'The Shapes of Cartier' recorre un siglo de diseño de la maison francesa con una estimación superior a los 15 millones de dólares
Sotheby's ha presentado "The Shapes of Cartier: The Finest Vintage Grouping Ever Assembled", una subasta que reúne la colección privada más grande y completa de relojes Cartier vintage jamás presentada en el mercado, según recoge la revista Noir. El conjunto, construido a lo largo de más de veinticinco años por un coleccionista privado, supera las trescientas piezas y recorre más de un siglo de producción de la maison francesa, con un énfasis especial en los diseños que redefinieron la forma del reloj de pulsera a lo largo del siglo XX.
La colección incluye piezas procedentes de las sedes históricas de Cartier en París, Londres y Nueva York, lo que permite reconstruir cómo cada una de ellas aportó matices propios a la identidad de la marca a lo largo de las distintas décadas. Entre los modelos icónicos presentes en el lote figuran el Tank, el Crash, el Baignoire, el Pebble y el Octagonal, referencias que hoy se consideran hitos del diseño relojero del siglo pasado.
La subasta arrancó el pasado 24 de abril en Hong Kong, dentro del calendario de "Important Watches" de Sotheby's, y continuará su itinerario por Ginebra y Nueva York a lo largo del año, confirmando el alcance verdaderamente global de la operación.
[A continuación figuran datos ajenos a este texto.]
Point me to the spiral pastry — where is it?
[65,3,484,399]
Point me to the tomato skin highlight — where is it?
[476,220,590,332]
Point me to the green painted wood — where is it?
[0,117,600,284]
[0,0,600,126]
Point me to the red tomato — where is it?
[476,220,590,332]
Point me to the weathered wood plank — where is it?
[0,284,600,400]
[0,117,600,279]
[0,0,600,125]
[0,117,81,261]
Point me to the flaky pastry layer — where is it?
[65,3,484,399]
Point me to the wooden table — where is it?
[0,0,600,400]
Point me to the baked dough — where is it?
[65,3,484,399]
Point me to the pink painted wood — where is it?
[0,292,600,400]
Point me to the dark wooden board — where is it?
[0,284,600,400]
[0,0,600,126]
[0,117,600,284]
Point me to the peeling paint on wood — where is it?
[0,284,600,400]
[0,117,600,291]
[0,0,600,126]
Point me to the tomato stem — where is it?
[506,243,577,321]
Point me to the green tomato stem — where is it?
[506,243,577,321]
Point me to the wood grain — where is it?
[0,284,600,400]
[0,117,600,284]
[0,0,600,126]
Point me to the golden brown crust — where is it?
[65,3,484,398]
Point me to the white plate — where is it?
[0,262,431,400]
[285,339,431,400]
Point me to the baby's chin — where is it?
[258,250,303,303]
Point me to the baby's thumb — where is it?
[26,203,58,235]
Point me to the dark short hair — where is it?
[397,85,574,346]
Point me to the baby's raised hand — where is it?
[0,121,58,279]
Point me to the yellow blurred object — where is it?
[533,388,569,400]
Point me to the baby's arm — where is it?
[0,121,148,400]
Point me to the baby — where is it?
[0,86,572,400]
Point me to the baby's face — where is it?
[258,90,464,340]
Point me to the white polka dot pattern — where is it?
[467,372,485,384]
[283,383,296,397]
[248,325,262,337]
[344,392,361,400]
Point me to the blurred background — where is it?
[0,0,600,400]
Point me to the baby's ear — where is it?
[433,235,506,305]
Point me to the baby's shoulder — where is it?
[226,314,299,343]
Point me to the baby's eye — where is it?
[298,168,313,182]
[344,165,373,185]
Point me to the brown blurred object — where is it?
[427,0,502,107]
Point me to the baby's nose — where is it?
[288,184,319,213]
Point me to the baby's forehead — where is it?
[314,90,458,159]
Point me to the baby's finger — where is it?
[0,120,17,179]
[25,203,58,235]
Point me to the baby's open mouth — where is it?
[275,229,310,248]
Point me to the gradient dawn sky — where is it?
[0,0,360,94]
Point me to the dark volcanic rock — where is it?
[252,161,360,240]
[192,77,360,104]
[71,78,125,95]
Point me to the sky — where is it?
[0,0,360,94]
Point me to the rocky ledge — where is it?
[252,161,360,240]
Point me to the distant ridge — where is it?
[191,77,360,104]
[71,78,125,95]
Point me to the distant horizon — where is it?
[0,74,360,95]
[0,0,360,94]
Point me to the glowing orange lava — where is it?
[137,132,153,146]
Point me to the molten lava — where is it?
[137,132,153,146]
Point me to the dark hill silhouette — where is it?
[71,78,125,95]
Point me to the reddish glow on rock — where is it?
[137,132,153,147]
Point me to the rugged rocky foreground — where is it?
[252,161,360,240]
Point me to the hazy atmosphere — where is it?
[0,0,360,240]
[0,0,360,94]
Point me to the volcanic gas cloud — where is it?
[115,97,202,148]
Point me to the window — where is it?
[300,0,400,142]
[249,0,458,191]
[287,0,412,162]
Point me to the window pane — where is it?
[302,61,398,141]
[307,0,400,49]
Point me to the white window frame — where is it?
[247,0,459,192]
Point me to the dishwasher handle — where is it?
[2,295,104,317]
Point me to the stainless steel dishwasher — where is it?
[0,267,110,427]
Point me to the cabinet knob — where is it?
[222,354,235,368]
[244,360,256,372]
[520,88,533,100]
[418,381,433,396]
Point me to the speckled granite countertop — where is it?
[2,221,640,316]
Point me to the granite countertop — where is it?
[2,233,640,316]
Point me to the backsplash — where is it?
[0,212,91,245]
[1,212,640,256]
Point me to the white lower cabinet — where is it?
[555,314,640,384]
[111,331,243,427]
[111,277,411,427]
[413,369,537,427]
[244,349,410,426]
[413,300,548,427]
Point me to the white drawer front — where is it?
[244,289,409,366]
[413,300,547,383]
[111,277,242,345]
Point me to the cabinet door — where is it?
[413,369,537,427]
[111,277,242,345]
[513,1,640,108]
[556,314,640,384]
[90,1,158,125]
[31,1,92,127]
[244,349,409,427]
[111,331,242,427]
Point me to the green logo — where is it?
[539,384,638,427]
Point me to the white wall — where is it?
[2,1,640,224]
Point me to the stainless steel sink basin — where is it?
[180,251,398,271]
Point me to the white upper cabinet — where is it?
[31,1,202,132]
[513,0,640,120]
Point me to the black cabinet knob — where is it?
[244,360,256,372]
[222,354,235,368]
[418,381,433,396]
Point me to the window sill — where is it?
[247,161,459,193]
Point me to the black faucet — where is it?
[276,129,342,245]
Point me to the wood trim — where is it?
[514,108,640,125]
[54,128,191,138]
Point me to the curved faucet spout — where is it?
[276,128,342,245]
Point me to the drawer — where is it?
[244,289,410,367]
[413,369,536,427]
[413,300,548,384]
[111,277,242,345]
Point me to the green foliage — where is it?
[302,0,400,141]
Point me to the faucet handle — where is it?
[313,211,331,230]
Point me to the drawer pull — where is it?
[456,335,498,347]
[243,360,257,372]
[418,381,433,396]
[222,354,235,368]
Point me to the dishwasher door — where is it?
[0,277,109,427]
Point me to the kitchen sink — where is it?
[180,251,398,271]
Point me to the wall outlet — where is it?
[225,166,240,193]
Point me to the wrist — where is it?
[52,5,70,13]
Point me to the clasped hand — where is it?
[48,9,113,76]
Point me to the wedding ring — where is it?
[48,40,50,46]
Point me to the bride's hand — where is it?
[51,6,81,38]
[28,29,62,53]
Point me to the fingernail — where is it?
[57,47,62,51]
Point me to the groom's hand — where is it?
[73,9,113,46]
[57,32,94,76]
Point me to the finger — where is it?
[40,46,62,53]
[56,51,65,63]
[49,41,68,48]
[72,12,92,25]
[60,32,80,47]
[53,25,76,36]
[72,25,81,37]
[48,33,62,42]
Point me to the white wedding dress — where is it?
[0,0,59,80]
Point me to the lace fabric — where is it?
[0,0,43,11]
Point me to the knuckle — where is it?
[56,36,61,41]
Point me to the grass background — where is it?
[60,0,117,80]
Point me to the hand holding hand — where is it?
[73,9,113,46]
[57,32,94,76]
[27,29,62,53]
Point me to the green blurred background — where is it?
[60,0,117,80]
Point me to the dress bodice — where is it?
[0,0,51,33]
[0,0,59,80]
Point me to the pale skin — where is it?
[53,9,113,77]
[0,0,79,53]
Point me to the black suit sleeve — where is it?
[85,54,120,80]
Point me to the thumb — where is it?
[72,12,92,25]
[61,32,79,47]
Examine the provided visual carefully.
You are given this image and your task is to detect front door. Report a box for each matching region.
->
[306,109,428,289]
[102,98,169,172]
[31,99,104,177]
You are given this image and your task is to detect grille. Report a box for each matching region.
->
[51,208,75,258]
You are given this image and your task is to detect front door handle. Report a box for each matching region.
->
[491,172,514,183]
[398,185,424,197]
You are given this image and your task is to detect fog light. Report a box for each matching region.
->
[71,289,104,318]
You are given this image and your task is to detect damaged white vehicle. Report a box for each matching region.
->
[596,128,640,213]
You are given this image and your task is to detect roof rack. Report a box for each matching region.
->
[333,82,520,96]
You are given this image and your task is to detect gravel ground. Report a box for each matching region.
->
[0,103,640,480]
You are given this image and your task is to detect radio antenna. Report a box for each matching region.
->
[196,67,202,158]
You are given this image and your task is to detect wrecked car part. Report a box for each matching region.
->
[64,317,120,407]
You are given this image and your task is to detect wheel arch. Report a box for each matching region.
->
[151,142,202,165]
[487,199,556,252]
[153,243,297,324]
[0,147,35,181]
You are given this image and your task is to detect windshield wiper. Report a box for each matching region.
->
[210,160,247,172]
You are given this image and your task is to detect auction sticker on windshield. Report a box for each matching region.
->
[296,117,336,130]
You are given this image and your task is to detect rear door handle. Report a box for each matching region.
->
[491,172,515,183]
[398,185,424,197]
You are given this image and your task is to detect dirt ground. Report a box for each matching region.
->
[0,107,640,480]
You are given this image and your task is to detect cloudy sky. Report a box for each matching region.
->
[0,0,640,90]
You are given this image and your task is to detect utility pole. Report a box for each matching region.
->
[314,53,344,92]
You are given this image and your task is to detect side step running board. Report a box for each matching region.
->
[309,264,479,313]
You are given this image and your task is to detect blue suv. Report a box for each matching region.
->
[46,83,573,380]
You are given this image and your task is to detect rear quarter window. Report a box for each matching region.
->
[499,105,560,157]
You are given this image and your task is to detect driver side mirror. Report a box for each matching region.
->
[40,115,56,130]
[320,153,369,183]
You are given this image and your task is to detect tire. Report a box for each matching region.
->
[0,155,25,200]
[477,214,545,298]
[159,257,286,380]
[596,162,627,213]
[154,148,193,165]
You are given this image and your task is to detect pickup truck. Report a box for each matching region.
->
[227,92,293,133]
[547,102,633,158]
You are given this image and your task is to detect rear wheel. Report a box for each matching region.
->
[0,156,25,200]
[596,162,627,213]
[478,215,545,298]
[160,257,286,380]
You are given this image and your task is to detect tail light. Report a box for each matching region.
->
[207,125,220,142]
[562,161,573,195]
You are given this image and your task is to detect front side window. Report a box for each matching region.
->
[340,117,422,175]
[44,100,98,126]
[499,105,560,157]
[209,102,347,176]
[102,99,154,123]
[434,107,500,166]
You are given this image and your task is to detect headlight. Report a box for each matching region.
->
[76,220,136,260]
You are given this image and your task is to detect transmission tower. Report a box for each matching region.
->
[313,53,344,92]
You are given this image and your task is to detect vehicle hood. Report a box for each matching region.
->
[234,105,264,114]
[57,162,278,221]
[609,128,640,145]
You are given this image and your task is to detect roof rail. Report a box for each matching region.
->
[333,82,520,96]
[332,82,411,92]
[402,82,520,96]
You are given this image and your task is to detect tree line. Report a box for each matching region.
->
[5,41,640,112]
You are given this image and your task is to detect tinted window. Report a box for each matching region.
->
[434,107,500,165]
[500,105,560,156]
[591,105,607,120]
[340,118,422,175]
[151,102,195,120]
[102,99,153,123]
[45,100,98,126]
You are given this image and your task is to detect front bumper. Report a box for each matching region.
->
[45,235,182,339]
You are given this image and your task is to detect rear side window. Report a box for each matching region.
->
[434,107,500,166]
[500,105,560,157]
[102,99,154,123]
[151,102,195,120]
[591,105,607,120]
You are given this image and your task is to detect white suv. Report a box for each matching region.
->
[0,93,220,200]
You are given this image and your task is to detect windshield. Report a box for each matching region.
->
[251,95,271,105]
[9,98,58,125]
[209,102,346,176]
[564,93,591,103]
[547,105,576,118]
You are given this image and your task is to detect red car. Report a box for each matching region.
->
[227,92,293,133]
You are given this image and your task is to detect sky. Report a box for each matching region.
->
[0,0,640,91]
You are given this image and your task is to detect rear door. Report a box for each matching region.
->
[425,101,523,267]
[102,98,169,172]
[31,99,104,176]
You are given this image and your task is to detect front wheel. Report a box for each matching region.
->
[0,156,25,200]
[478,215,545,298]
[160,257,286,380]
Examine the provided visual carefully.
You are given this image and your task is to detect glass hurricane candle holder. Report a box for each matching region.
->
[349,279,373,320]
La estimación conjunta de la colección supera los quince millones de dólares, una cifra que anticipa el nivel de interés que despierta entre coleccionistas y especialistas de todo el mundo.
Más allá de su valor económico, este tipo de subastas de gran formato tiene un impacto directo en la valoración general del mercado de relojería vintage. Al reunir piezas de altísima calidad en un mismo evento, se establece una referencia de precios que el resto del mercado tomará como punto de partida durante los próximos años, permitiendo identificar qué modelos concretos mantienen una demanda sostenida y cuáles empiezan a ganar relevancia entre una nueva generación de coleccionistas.
Uno de los aspectos que más subraya la propia casa de subastas es que el interés de esta colección se centra en diseños que priorizan la forma sobre la complicación técnica, un enfoque que distingue a Cartier de otras manufacturas históricas centradas en la mecánica pura. La visibilidad que aporta una subasta de esta escala también posiciona a determinados modelos frente a una audiencia global, lo que en la práctica incrementa tanto su reconocimiento cultural como su cotización futura en el mercado secundario.
Para el sector, "The Shapes of Cartier" confirma un cambio de fondo en la manera de entender el valor dentro de la relojería contemporánea: el interés de los coleccionistas se desplaza cada vez más hacia piezas que documentan decisiones de diseño y momentos concretos de la historia de una marca, por encima de la búsqueda exclusiva de complicaciones mecánicas complejas, un giro que sitúa a Cartier en una posición privilegiada dentro del mercado vintage internacional.